Why does my loved one act different?

Most critical illness affects the brain and confusion is very common in Critical Care. To ensure comfort, we often give sedation and pain medication which could also make the patient seem sleepy or confused. If the patient has a breathing tube in place, he or she will not be able to talk until the breathing tube is removed.

Why isn’t he/she getting better?

Patients cared for in Critical Care are very sick. Improvement can be slow and setbacks are common, and sometimes patients decline despite maximally aggressive care. Things can change from day to day and it can be difficult to predict the final outcome. The best way to deal with this is to get daily updates from staff and to focus on the short-term daily goals.

What are all of these tubes connected to my loved one?

Your loved one may look different because of his/her condition and various tubes and devices in place. Each device has a purpose. The endotracheal tube in the patient’s mouth connects them to the breathing machine so that they can breathe safely. A feeding tube in the nose or mouth allows delivery of nutrition and medications. A catheter in the bladder allows careful monitoring of urine output and kidney function. Large IVs in the arm or neck, called PICCs or central lines, allow us to administer multiple strong medications safely and at the same time. Please ask the nurse if you have questions about other tubes or devices.

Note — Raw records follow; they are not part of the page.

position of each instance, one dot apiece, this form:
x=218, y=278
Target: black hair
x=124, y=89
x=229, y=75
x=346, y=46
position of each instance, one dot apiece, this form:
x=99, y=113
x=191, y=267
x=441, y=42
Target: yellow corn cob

Why are the doctors always changing?

In order to ensure that there is a critical care specialist, or intensivist, in Critical Care 24 hours a day, the doctors work in 12-hour shifts. Because of this, the intensivist taking care of your loved one changes during the day shift and night shift and every few days. Sometimes, it could be challenging to see a new face after becoming familiar with the previous doctor. Our group of intensivists are all well trained in critical care and communicate very clearly about the patients so that care will remain optimal when a new doctor comes on.

What can I do to help?

Talk to the bedside nurse regarding activities that you could participate in such as passive range of motion, oral care, massage, reorientation, calming techniques, helping them to fill out the journal, meal/menu selection and feeding assistance. If your family member is confused, you can try to help reorient them throughout the day. Please follow rules and visiting hours so that the health care team can provide optimal care.

How can I get an update and communicate with the doctors?

A nurse is at the bedside for most of the day and can usually provide you with an update. Intensivists usually make multidisciplinary rounds in the morning, around 10 a.m., and can provide a brief update and answer your questions at that time. With large families, it is much more efficient to have one spokesperson get updated and pass on information to others rather than the physicians updating everyone separately throughout the day. If you are unable to make it to morning rounds for an update, please ask your nurse to contact the physician so they could update you in person or by phone. Remember that our intensivists are taking care of several patients and often have unpredictable emergencies, so your patience is appreciated. In special circumstances, the physician will try to set up a formal meeting with your family to discuss the situation in more detail.

Where will they go after Critical Care?

Most patients who survive their critical illness and improve, will be transferred out of Critical Care to a regular bed in the Hospital. Remember that they will have a new doctor managing their care once they leave Critical Care. The health care team will assess their condition on a daily basis to determine what level of care they will need when they leave the Hospital. Some patients are able to make enough recovery to go back home. However, some patients will be too weak to go home and will need to be transferred to a facility that provides extensive rehabilitation. In these situations, case managers are available to provide you with information about the options of various facilities where your loved one can go after their hospital stay.